Still don’t know if my Disability will be approved for long term status based on yesterday’s test – on what appeared to be a 1960’s era machine – but I got through the test, which is half the battle.
However, my employer continues to remain silent after Friday’s frustrating conversation, (they want me to quit, so I continue to sit and wait, trying to keep busy), while the wheels of bureaucracy spin at their maddeningly slow pace.
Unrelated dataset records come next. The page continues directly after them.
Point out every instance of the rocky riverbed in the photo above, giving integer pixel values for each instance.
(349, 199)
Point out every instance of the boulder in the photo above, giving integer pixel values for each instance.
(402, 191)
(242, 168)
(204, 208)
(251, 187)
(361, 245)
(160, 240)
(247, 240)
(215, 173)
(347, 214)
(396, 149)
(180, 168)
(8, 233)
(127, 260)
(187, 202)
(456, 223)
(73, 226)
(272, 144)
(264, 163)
The talk therapy right after the test was interesting, as the Doc had thrown out a question after our last session, right as it was ending, which stuck like a burr under my saddle all month. “You’re very angry, aren’t you?”
So we picked up the conversation where we left off, with my agreeing that I was but also offering the challenge back: “Does it matter?” and, “Do you see it as self-destructive?”
Since talking to the lawyer and my employer last week, I’ve put that anger to productive use, working in the garden, planting tomatoes, trimming back rose bushes, and scrubbing out the oven. I was taught to work off my anger or use it as a motivator to accomplish a task, as turned inward, it only leads to self-harm through depression and/or despair. I can’t change my birth defect’s impact on my life, but I can manage how I react to it, ensuring that I focus my energies outward, to exhaust myself while finding a way to keep busy and motivated to enjoy life despite the challenges. And all without triggering a COPD exacerbation.
Don’t know if the talk therapy is doing me any good or not, but it’s not hurting me. And, it’s one of the doctor roster recommendations they want to see on my team if I do move forward with stem cell therapy. So, I go. We talk. I cry (because I can’t always get the words out without the tears) and we move on.
Waiting to find out if I’m approved for long term disability, disapproved, or need more tests is going to take a couple of weeks. For now, I remain in limbo and my savings are holding out, so it’s ok. Some days, that’s the best you can hope for.